Так вот, по достижении максимума палатка расшнуровывается, и человекопомойщики выскакивают и ныряют в ту самую яму, возле которой баня затевалась. А их место мгновенно, чтобы не потерять ни одного джоуля, занимает вторая партия. Им, конечно, уже не получить максимального эффекта — но жару хватает и на их долю. Более того, остаточного тепла более чем достаточно и для третьей партии — в неё обычно включали нежных женщин, буде таковые в отряде имелись.
Собственно мытья при таком методе не требуется. Если, как я уже говорил, в горах Киргизщины вся грязь стерильна, то к Корякщине это относится в превосходной степени. Можно по неделе ходить в маршруты в одной и той же рубашке, доходить её до того, что она будет стоять в углу от пота — но воротник при этом останется абсолютно чистым. Те, кто в условиях мегаполиса вынужден ходить на службу в костюме и пригалстуке поверх белой сорочки, понимают, о чём я говорю…
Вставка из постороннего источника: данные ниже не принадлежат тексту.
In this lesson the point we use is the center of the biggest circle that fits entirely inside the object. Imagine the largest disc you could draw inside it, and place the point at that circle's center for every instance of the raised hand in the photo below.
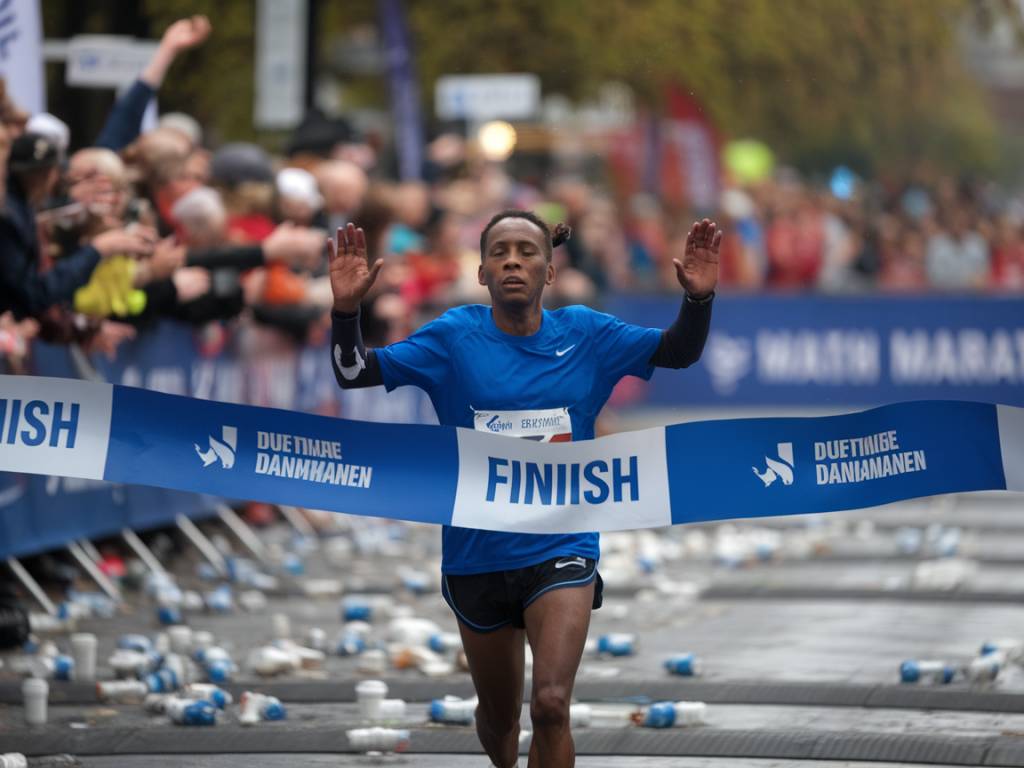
(351, 275)
(186, 33)
(697, 272)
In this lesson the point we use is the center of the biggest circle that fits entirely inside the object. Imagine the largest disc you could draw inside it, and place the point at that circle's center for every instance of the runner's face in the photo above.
(515, 266)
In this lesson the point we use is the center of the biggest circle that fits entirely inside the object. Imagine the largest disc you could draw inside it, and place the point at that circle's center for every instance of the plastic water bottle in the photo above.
(220, 600)
(936, 673)
(161, 681)
(96, 603)
(220, 671)
(282, 626)
(121, 691)
(202, 639)
(207, 572)
(391, 709)
(35, 694)
(1011, 648)
(453, 711)
(316, 639)
(253, 601)
(349, 643)
(133, 663)
(985, 669)
(614, 644)
(686, 665)
(190, 712)
(169, 614)
(378, 739)
(59, 667)
(257, 707)
(673, 714)
(355, 609)
(208, 692)
(268, 660)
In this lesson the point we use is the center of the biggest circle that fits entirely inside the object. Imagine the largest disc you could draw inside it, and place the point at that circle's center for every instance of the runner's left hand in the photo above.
(697, 272)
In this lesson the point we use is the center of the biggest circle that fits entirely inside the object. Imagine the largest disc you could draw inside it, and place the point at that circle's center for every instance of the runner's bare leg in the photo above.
(556, 626)
(497, 660)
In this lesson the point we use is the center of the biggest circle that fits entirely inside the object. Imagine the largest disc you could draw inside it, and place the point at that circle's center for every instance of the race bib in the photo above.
(546, 425)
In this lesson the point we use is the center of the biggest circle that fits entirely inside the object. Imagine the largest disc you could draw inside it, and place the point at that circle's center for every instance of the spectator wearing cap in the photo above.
(26, 287)
(344, 185)
(298, 198)
(244, 175)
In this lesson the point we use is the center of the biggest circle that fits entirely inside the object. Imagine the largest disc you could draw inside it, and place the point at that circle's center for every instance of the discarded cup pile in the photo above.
(993, 657)
(177, 673)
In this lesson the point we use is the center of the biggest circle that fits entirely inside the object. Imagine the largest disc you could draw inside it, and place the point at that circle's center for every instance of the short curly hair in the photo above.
(551, 239)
Наилучшие реализации корякской человекопомойки получались у нас на побережье полуострова Камчатского Мыса — правда, это уже не Корякия, а собственно Камчатка. Во-первых, там имелись идеальные породы для каменки — там уже были настоящие офиолиты, включающие в себя зону изотропных габбро, абсолютно монолитных и предельно теплоёмких. Во-вторых, изобилие плавника по берегу моря давало возможность развести такое кострище, что небесам становилось жарко. А в-третьих… в-третьих, это просто моё самое любимое место на всём Северо-Востоке, с которым связаны самые яркие воспоминания. В том числе и о полевых банях…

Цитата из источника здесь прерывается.